# Assignment 1
In this assignment you will be creating tools for learning and testing language models.
The corpora that you will be working with are lists of tweets in 8 different languages that use the Latin script. The data is provided either formatted as CSV or as JSON, for your convenience. The end goal is to write a set of tools that can detect the language of a given tweet.


In [None]:
import pandas as pd
import numpy as np
import glob
import re, string, collections
from collections import Counter, defaultdict
from sklearn import preprocessing
from sklearn.metrics import f1_score
from sklearn.model_selection import train_test_split
from sklearn.linear_model import LogisticRegression
from sklearn.ensemble import RandomForestClassifier

*As a preparation for this task, download the data files from the course git repository.

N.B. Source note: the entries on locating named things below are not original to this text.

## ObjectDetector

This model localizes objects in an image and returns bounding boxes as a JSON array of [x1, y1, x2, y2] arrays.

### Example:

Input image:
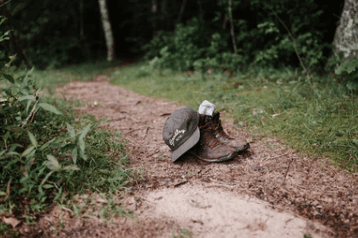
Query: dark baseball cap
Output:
[[163, 108, 200, 162]]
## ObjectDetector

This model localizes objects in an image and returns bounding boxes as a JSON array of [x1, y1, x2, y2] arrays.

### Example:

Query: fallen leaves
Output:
[[1, 217, 21, 228]]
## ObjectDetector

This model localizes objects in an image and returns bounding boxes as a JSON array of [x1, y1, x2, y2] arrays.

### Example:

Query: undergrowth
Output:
[[111, 65, 358, 171], [0, 62, 133, 234]]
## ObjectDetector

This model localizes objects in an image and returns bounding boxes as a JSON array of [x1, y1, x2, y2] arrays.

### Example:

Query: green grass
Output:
[[0, 64, 131, 234], [111, 65, 358, 171]]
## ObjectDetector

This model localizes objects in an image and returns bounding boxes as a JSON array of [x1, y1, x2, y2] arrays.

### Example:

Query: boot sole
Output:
[[236, 143, 250, 153], [190, 151, 238, 163]]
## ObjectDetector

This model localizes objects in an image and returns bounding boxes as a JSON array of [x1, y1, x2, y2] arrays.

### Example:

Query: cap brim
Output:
[[172, 127, 200, 162]]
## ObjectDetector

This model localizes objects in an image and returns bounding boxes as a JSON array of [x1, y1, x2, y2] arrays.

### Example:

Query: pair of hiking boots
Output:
[[188, 112, 250, 162]]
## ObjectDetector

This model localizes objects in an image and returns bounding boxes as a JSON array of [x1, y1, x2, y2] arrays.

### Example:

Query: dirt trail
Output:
[[18, 76, 358, 238]]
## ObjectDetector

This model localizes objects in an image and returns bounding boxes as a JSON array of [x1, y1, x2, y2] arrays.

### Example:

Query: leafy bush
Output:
[[0, 62, 131, 230], [147, 0, 330, 76]]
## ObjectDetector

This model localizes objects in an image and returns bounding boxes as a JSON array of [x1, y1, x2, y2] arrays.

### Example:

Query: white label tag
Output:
[[169, 129, 185, 146]]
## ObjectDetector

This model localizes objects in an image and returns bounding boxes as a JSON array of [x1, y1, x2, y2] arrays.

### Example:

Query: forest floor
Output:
[[20, 75, 358, 238]]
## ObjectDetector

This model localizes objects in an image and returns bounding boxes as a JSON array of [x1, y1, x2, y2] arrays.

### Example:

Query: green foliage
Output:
[[0, 62, 131, 222], [147, 18, 244, 72], [335, 59, 358, 90], [112, 63, 358, 171]]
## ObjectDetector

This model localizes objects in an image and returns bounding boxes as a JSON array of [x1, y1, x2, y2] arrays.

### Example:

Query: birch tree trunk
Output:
[[333, 0, 358, 60], [98, 0, 114, 61]]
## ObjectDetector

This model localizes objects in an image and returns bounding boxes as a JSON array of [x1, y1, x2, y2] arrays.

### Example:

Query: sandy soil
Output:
[[15, 76, 358, 238]]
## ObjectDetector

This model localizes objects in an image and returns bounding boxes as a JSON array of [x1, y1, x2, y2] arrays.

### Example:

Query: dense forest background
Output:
[[0, 0, 356, 85]]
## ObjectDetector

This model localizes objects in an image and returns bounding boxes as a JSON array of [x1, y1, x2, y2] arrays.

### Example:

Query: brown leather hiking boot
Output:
[[199, 112, 250, 152], [188, 129, 238, 162]]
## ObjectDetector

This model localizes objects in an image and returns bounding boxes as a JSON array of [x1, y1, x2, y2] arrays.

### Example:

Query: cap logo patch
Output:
[[169, 129, 185, 146]]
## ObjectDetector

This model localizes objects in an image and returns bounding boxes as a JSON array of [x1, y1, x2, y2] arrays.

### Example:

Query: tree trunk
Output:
[[98, 0, 114, 61], [333, 0, 358, 60]]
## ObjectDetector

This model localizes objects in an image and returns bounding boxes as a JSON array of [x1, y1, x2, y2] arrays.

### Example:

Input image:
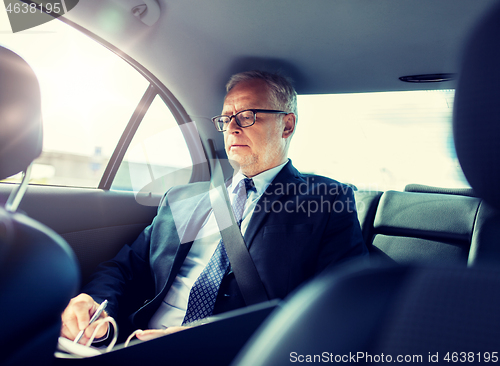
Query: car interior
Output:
[[0, 0, 500, 365]]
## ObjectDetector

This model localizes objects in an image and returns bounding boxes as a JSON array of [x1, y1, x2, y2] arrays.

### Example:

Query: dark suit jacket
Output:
[[84, 161, 368, 329]]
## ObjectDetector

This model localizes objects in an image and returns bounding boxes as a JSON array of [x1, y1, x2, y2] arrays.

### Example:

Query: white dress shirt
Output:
[[149, 160, 288, 329]]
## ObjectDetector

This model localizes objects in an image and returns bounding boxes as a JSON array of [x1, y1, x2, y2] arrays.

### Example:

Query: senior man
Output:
[[61, 71, 368, 343]]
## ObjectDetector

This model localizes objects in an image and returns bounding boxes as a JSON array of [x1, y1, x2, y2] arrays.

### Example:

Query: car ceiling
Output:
[[64, 0, 497, 122]]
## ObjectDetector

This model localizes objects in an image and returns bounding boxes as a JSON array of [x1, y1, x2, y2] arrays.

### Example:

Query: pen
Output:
[[73, 300, 108, 343]]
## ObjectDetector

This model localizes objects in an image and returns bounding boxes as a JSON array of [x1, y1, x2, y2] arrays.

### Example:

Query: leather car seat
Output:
[[0, 46, 79, 365], [233, 3, 500, 366]]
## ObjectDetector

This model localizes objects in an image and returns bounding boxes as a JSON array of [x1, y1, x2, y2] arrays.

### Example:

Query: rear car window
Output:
[[0, 20, 192, 191]]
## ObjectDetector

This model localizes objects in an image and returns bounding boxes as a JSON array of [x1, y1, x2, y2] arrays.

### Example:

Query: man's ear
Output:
[[282, 113, 296, 139]]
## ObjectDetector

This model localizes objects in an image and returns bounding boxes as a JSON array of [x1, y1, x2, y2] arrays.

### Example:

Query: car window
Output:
[[0, 17, 190, 190], [289, 90, 469, 190]]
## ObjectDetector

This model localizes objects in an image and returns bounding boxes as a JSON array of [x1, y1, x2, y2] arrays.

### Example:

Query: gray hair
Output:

The relevant files are under **lm-languages-data-new**:


*   en.csv (or the equivalent JSON file)
*   es.csv (or the equivalent JSON file)
*   fr.csv (or the equivalent JSON file)
*   in.csv (or the equivalent JSON file)
*   it.csv (or the equivalent JSON file)
*   nl.csv (or the equivalent JSON file)
*   pt.csv (or the equivalent JSON file)
*   tl.csv (or the equivalent JSON file)
*   test.csv (or the equivalent JSON file)





In [None]:
!git clone https://github.com/kfirbar/nlp-course.git

Cloning into 'nlp-course'...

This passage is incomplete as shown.